Once the validation is complete, is the model (algorithms) optimally adjusted to the underlying data or the specific target, universe and the universe in this one test?
So ,if I start testing on a new target or with a different universe, do I need to restart the process with the algorithms, or do the already validated algorithms from the first round have relevance for the next test?
Thank you, I was aware of this solution, but what I was actually wondering about is: When a model has been trained on a specific dataset with a certain number of features and a target, let’s say that Extra Trees III, for example, turns out to be the best model, is this model so specifically tailored to the features, dataset, and target from the initial training that it has little transfer value when applied to another training dataset or with different features?
In other words, if Extra Trees III is the best model for one dataset, is it general enough that it can also be effectively used in other tests?

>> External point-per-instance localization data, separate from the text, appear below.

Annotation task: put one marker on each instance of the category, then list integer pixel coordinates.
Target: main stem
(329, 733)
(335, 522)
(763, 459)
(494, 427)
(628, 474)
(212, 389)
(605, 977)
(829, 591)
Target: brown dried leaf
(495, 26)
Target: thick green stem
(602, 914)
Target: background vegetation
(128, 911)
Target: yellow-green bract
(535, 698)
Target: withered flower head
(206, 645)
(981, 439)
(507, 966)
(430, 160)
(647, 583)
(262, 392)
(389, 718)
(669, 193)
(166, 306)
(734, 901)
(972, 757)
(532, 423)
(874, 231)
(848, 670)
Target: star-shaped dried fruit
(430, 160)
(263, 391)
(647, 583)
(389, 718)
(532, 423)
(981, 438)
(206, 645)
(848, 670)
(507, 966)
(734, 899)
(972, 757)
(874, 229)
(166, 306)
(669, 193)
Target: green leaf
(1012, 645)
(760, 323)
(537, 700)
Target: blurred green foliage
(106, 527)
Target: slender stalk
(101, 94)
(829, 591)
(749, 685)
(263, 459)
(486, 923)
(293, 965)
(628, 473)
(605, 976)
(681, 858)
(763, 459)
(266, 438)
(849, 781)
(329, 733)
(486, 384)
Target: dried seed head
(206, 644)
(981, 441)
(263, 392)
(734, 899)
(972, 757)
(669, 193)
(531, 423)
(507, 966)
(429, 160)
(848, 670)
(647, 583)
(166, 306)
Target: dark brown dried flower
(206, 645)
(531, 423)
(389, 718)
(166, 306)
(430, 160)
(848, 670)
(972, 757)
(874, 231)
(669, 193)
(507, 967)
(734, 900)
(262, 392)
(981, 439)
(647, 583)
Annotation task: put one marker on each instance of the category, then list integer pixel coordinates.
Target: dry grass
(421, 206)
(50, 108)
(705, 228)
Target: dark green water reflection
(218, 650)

You need enough different datasets, objectives, validation methods, normalization methods and feature sets to test the robustness of this. I'd even have different optimal models with the exact same feature set, objective, validation method, and set of features just because of the different normalization methods: one with absolute hegemony of the linear model and one with absolute hegemony of LightGBM. Therefore, the best choice is best made by averaging many different good models, rather than optimizing methods/parameters with your In-sample data.
In my experience, individually the extra trees, LightGBM and linear models are always the best, just the ranking varies. But neural networks have good stochasticity and are best used for model averaging. The best model for actual trading is probably a combination of a few extra trees, a few LightGBMs, a few linear models and a couple dozen neural networks. All of them have the best parameters settings.
Yes. The model is "optimally adjusted" in the sense that I think you cannot use it with different features or a different target.
I do think you can use a somewhat different universe if you do not change the features or the target. Personally, I train a model on the Easy to Trade universe but fund a model using a universe that is slightly more liquid that the Easy to Trade Universe.
It is my belief (with little proof) that the benefit of training on more data points with the Easy to Trade universe outweighs the possibility that the more liquid universe is a lot different. I would be hesitant to say whether I could fund a model that uses the SP500 universe that has been trained on the Easy to Train Universe. But probably not.
For example, analyst recommendations are probably factored into the price of SP500 companies quicker and/or incorporated into the FactSet data quicker—making those factors behave different for different universes. Different in ways I won't speculate on here, but making models for a large-cap universe different than a micro-cap universe.
Neural-nets can use "Transfer Learning" where the features and target can be different but that is not applicable to P123 yet I think. Probably not an upcoming feature either, I would guess. I mention it largely because it is just plain cool and because it is the only exception I am aware of. The exception to using different features or targets in training.